As I read about these reforms, the feeling I get is that, “Great, Israel is doing what’s right! It took some time, but there’s repentance and reform.” Yet Israel turned away from those reforms and ultimately ended up in Babylonian exile. What that showed me is that when reforms are put in place, even though it wasn’t stated explcitly, there were people who didn’t want to reform Israel. I think this is very helpful when it comes to fighting for reform today.
When we look back at the civil rights movement that brought reform to our educational systems, and gave us more civil rights in American society, not every American supported it. In fact, there was fierce opposition, even to the point of violence. Today there still exists different issues of inequity that need to be addressed, even with the advances we’ve made. This will help us to manage our expectations, and move forward with perseverance for what we’re protesting and crying out for when we want justice. Justice will take place, but there will also be resistance and even failure, due to the sinful nature of humanity.
This leads me to another truth that we can’t forget. We can’t say that we’ve been praying and peacefully protesting for hundreds of years, and dismiss the value they hold because racism and systemic inequity still exists. Although some have used prayer as an excuse to not get active, prayer plays a key role. Prayer leads us towards Christ, who leads us towards the right perspective. When we pray fervently, there is a supernatual response to what is at it’s core a supernatural problem, and we ourselves are strengthened by God to persevere without becoming bitter or apathetic.

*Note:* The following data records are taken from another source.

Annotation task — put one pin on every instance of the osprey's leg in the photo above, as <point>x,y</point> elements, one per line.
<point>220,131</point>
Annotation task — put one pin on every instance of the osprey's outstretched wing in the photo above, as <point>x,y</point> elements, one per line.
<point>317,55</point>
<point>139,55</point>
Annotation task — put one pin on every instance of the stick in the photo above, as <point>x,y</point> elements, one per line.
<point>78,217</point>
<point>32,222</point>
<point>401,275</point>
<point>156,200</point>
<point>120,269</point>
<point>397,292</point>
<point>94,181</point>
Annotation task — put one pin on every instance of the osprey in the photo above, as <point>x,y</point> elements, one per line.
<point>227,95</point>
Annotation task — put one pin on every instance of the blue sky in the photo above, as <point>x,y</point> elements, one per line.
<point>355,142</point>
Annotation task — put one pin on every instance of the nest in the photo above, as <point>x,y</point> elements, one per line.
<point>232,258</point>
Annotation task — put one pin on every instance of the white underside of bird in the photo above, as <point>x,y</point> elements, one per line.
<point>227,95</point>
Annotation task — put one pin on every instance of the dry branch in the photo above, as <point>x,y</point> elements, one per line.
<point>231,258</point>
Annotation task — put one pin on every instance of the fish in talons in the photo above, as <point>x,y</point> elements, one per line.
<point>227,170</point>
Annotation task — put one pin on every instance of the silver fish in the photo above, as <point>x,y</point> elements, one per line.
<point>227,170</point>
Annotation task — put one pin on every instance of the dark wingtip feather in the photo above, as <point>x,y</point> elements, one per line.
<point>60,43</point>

The only way we’ll eliminate racism and systemic inequity in every way is when Jesus returns to establish His kingdom reign on the earth, and rids this planet of sin. This should not lead us to apathy, where we throw up our hands and dismissively say, “Just preach the gospel.” We don’t do this when it comes to other issues that are important to the church, like sex trafficking, religious persecution abortion, and homosexuality. We speak up and even have plans of how to engage with what God has shown us is important to Him.
My expectation is that progress is made when justice is advocated for, and measurable change is seen. Not whether we fully eliminate racism, which is a matter of the human heart and spiritual wickedness. I encourage you all to ground your expectations in this reality as well. Many people around you won’t have that same Kingdom perspective in mind, and therefore may have a different expectation of what successful protest and reform looks like.
As the nation continues to wrestle with the wounds of racism and injusticed that is embedded in its fabric, I pray that your heart is encouraged as you see many around you rising up to pray, advocate, and work towards a just and equitable society. Let us remember that Christ has blessed us with a Kingdom perspective, and has equipped us to live it out loud in our lives!